XGBoost: A scalable tree boosting system


Tree boosting is a highly effective and widely used machine learning method. In this paper, we describe a scalable end-to-end tree boosting system called XGBoost, which is used widely by data scientists to achieve state-of-the-art results on many machine learning challenges. We propose a novel sparsity-aware algorithm for sparse data and weighted quantile sketch for approximate tree learning. More importantly, we provide insights on cache access patterns, data compression and sharding to build a scalable tree boosting system. By combining these insights, XGBoost scales beyond billions of examples using far fewer resources than existing systems.


A lot of the notes are taken from XGBoost's tutorial.

Gradient Boosting is a ML technique that takes a number of weak learners and combines them into a single strong learner. Gradient Boosted Trees are a subset of the general problem that applies gradient boosting to trees. XGBoost uses tree ensembles, which are sets of classification and regression trees (CART). In a CART model, we create a series of trees that split the sample based on their features into different leaves, and assign each leaf a different score.

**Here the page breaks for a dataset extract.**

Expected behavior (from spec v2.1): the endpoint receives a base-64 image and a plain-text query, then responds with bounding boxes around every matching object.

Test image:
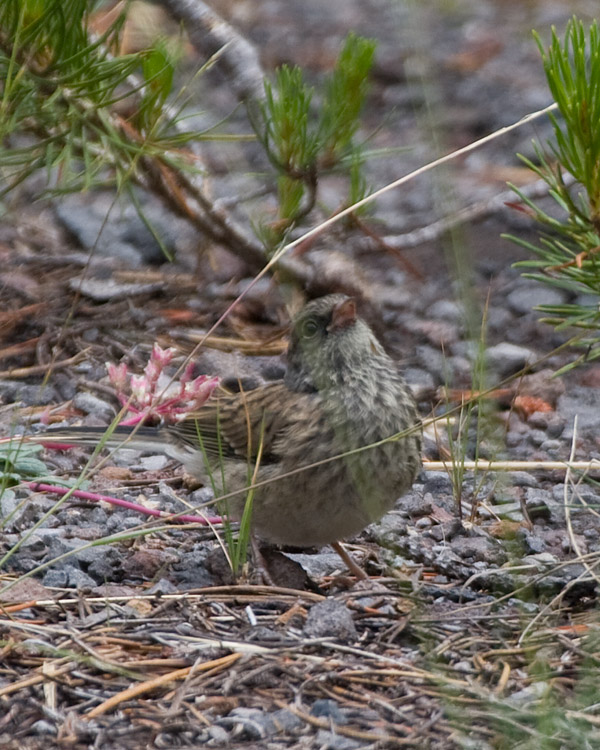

The trees try to complement each other. The complexity of the trees are defined as \(\Omega(f) = \gamma T + \frac{1}{2} \lambda \sum_{j=1}^T w_j^2\), where \(w_j\) is the weight of each leaf, and \(T\) is the number of leaves.

XGBoost implements this algorithm and has been particularly successful, being used in many successful Kaggle competitions. XGBoost is extremely fast due to a series of algorithmic tricks. The paper reviews these tricks.